00:00C'est le choix d'Amélie Rosic, la crise politique qui dure, qui s'enlise et les conséquences économiques, elles sont réelles et bien palpables au quotidien.
00:08Oui, et d'abord on va commencer par un constat, la faute à qui on a tendance à croire, au moins à dire que les décisions politiques du président de la République ont conduit le pays à un blocage quasi inédit.
00:17Mais il faut quand même se rappeler qu'à la source de nos problèmes, il y a une crise de finances publiques, c'est ce que rappelait l'économiste Nicolas Bouzou ce matin sur notre antenne.
00:24Nous avons un problème financier en France qui est d'une ampleur inédite et que c'est ça qui crée en fait la crise politique.
00:33Parce qu'augmenter les déficits budgétaires, on peut trouver des coalitions pour baisser les impôts et augmenter la dépense.
00:38Si aujourd'hui nos parlementaires sont complètement perdus, c'est parce qu'il s'agit de faire l'inverse.
00:44Je résume une crise financière qui nous a donc conduit à une crise politique et qui nous conduit désormais à une crise économique.
00:49Et est-ce qu'on peut dès aujourd'hui donc parler de crise économique ?
00:52En tout cas, ça y ressemble, Élise Philippe, c'est Baptiste qui a entendu le micro dans la rue pour savoir si vous qui nous regardez,
00:58vous aviez changé vos habitudes et vos réponses franchement sans appel.
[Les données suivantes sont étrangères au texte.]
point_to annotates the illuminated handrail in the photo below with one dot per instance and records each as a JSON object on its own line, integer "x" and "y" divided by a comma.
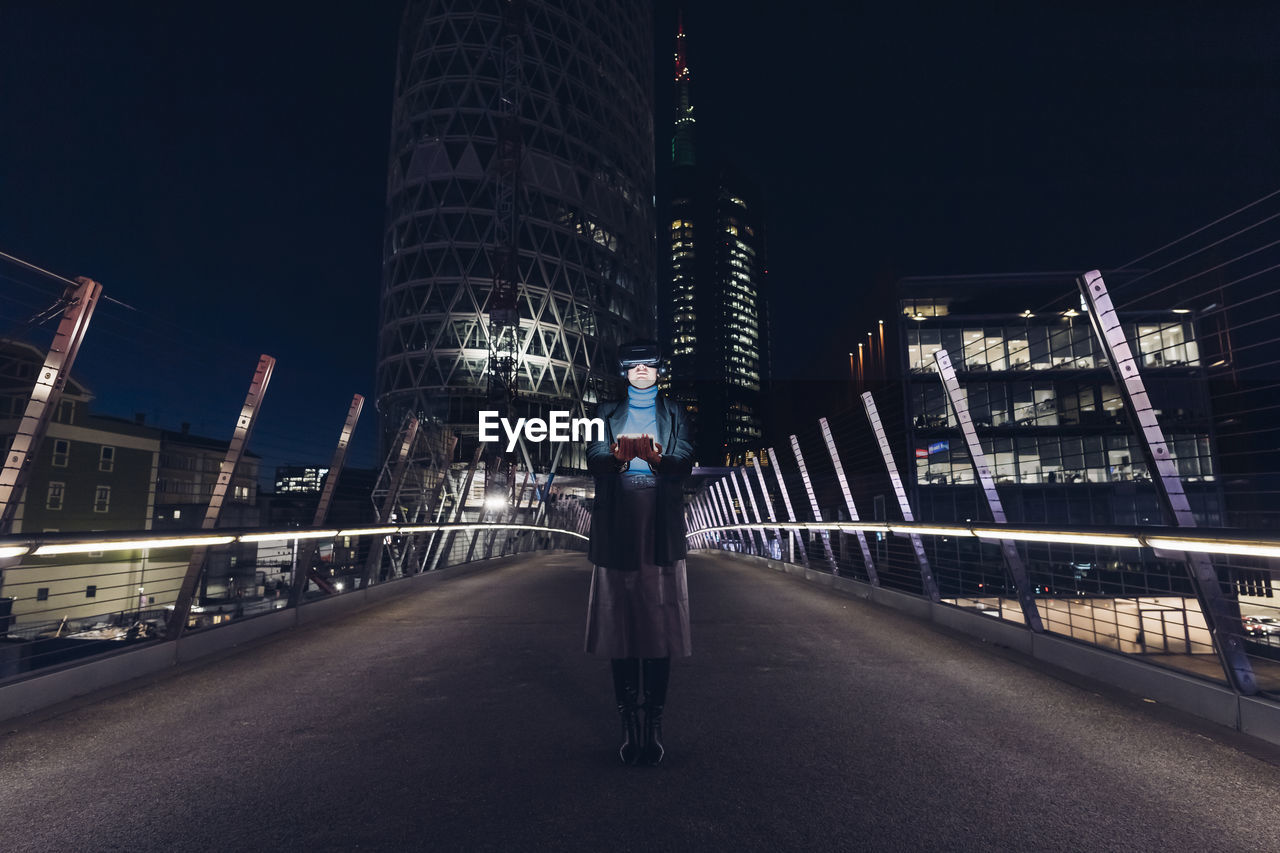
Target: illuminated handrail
{"x": 1160, "y": 538}
{"x": 55, "y": 544}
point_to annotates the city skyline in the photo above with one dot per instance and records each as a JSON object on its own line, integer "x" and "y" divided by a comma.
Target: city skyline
{"x": 231, "y": 200}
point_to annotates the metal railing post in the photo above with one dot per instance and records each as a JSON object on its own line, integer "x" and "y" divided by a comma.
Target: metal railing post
{"x": 234, "y": 450}
{"x": 849, "y": 501}
{"x": 1221, "y": 616}
{"x": 927, "y": 580}
{"x": 1014, "y": 560}
{"x": 813, "y": 505}
{"x": 306, "y": 548}
{"x": 791, "y": 514}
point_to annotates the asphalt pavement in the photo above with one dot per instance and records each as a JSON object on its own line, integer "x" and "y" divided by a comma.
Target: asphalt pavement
{"x": 466, "y": 717}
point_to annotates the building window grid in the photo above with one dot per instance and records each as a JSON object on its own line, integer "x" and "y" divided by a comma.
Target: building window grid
{"x": 1043, "y": 347}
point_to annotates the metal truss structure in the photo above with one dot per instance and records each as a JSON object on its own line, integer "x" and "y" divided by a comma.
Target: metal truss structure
{"x": 584, "y": 261}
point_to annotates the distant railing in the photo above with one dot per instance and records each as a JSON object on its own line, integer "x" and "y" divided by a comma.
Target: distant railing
{"x": 68, "y": 597}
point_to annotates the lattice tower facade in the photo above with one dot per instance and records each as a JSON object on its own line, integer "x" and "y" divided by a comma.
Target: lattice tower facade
{"x": 584, "y": 235}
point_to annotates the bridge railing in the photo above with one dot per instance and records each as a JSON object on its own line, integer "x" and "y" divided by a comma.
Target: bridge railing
{"x": 74, "y": 596}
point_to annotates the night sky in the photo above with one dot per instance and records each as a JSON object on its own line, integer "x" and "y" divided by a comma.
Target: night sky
{"x": 220, "y": 168}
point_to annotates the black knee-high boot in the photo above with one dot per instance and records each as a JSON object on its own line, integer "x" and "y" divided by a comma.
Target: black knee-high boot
{"x": 626, "y": 690}
{"x": 657, "y": 675}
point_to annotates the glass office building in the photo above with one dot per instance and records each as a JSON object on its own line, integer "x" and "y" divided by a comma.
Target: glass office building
{"x": 1050, "y": 419}
{"x": 570, "y": 99}
{"x": 716, "y": 313}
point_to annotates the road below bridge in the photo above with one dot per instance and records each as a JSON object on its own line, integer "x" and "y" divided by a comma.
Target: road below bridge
{"x": 465, "y": 716}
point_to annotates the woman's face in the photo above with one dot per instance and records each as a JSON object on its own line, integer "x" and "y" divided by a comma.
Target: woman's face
{"x": 643, "y": 377}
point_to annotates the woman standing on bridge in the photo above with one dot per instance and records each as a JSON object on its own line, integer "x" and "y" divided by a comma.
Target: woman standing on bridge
{"x": 638, "y": 611}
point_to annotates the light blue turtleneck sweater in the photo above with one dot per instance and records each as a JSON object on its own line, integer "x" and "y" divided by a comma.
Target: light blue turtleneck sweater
{"x": 641, "y": 420}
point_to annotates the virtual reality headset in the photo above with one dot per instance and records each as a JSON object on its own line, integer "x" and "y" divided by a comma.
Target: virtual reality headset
{"x": 632, "y": 355}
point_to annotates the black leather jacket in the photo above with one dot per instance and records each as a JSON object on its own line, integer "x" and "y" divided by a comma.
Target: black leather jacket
{"x": 677, "y": 461}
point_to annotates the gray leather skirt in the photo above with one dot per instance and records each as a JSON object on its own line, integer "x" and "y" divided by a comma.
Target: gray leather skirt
{"x": 643, "y": 612}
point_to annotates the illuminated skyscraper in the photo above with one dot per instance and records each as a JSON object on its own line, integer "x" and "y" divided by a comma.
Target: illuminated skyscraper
{"x": 521, "y": 129}
{"x": 714, "y": 315}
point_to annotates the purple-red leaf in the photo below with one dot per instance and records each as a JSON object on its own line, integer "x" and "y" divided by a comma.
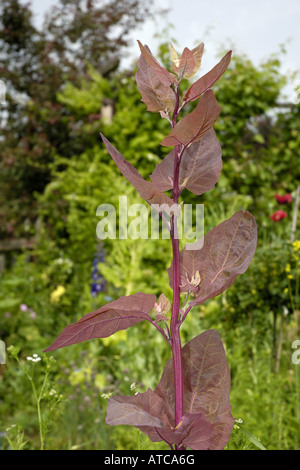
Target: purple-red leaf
{"x": 207, "y": 422}
{"x": 208, "y": 80}
{"x": 155, "y": 94}
{"x": 165, "y": 77}
{"x": 146, "y": 189}
{"x": 200, "y": 166}
{"x": 115, "y": 316}
{"x": 206, "y": 385}
{"x": 226, "y": 252}
{"x": 193, "y": 126}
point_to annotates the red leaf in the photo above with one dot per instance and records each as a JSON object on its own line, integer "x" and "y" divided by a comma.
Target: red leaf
{"x": 227, "y": 252}
{"x": 115, "y": 316}
{"x": 155, "y": 94}
{"x": 165, "y": 77}
{"x": 207, "y": 422}
{"x": 208, "y": 80}
{"x": 193, "y": 126}
{"x": 146, "y": 189}
{"x": 206, "y": 386}
{"x": 189, "y": 63}
{"x": 200, "y": 166}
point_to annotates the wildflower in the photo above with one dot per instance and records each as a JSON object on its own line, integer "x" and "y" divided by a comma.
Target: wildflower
{"x": 97, "y": 284}
{"x": 133, "y": 386}
{"x": 34, "y": 358}
{"x": 23, "y": 308}
{"x": 278, "y": 215}
{"x": 285, "y": 199}
{"x": 57, "y": 294}
{"x": 296, "y": 245}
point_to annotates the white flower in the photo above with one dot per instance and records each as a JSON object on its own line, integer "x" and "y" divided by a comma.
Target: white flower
{"x": 34, "y": 358}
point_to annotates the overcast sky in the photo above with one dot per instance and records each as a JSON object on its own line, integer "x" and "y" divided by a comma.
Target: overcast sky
{"x": 255, "y": 27}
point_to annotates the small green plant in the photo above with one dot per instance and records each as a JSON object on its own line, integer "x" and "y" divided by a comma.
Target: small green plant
{"x": 46, "y": 397}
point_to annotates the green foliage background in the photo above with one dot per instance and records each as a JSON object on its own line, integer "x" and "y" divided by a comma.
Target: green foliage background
{"x": 258, "y": 317}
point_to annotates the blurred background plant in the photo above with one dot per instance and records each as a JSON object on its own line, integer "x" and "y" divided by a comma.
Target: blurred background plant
{"x": 64, "y": 86}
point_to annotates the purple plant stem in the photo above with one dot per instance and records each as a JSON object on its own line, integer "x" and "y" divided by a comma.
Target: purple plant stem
{"x": 175, "y": 325}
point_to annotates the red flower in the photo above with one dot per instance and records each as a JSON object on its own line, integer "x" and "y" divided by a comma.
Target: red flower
{"x": 278, "y": 215}
{"x": 285, "y": 199}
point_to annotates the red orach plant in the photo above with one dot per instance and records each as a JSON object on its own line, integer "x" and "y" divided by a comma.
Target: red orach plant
{"x": 190, "y": 406}
{"x": 278, "y": 215}
{"x": 285, "y": 199}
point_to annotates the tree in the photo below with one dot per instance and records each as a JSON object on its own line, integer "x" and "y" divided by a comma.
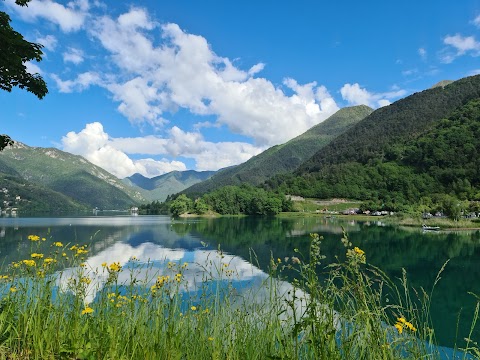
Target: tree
{"x": 181, "y": 205}
{"x": 15, "y": 51}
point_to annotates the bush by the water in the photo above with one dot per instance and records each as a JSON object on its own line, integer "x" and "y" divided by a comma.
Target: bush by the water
{"x": 54, "y": 306}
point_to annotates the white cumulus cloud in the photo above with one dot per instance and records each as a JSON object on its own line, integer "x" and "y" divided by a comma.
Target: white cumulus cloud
{"x": 163, "y": 68}
{"x": 98, "y": 147}
{"x": 356, "y": 95}
{"x": 81, "y": 82}
{"x": 462, "y": 45}
{"x": 94, "y": 144}
{"x": 49, "y": 42}
{"x": 73, "y": 55}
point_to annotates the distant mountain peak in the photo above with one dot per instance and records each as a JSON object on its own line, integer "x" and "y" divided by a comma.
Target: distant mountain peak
{"x": 442, "y": 83}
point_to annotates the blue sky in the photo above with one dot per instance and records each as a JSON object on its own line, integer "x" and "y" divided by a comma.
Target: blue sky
{"x": 155, "y": 86}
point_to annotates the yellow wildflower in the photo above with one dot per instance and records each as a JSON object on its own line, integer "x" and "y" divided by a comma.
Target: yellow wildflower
{"x": 81, "y": 252}
{"x": 399, "y": 327}
{"x": 33, "y": 237}
{"x": 30, "y": 263}
{"x": 115, "y": 267}
{"x": 48, "y": 261}
{"x": 410, "y": 326}
{"x": 85, "y": 280}
{"x": 87, "y": 310}
{"x": 358, "y": 251}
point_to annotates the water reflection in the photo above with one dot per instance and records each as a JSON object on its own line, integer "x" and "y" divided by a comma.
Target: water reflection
{"x": 254, "y": 240}
{"x": 245, "y": 284}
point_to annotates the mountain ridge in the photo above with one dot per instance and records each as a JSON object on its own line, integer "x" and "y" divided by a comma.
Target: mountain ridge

01:03On attend un peu effectivement, on n'est pas dans l'euphorie à dépenser, à acheter les choses, on est plus en attente.
01:08On fait plus attention, on dépense moins, on épargne plus.
01:11On essaye d'épargner parce qu'on ne sait pas ce que ça va donner dans l'avenir.
01:14La situation économique, ça va finir par plonger définitivement la France dans la crise.
01:18Alors disons-le, la crise économique, la vraie, nous guette, démonstration en trois points très rapides.
01:23Petit 1, l'attentisme, vous repoussez vos dépenses, les petits travaux dans la salle de bain, le renouvellement du canapé, l'automobile.
01:30Ça, ça se voit dans les carnets de commande des PME, les PME qui n'ont pas de trésorerie et ça, ça fait mal.
01:35Petit 2, la frilosité.
01:36Les entreprises ne peuvent plus prévoir donc qu'elles repoussent ou elles annulent tout bonnement les embauches.
01:40Et puis petit 3, le protectionnisme, on protège ce qu'on a déjà, donc on met de côté encore plus qu'avant.
01:4519% de ce qu'on gagne en ce moment, c'est un record européen.
01:49Voilà un bon cocktail récessionniste, on n'y est pas, mais bon, ce n'est pas très encourageant.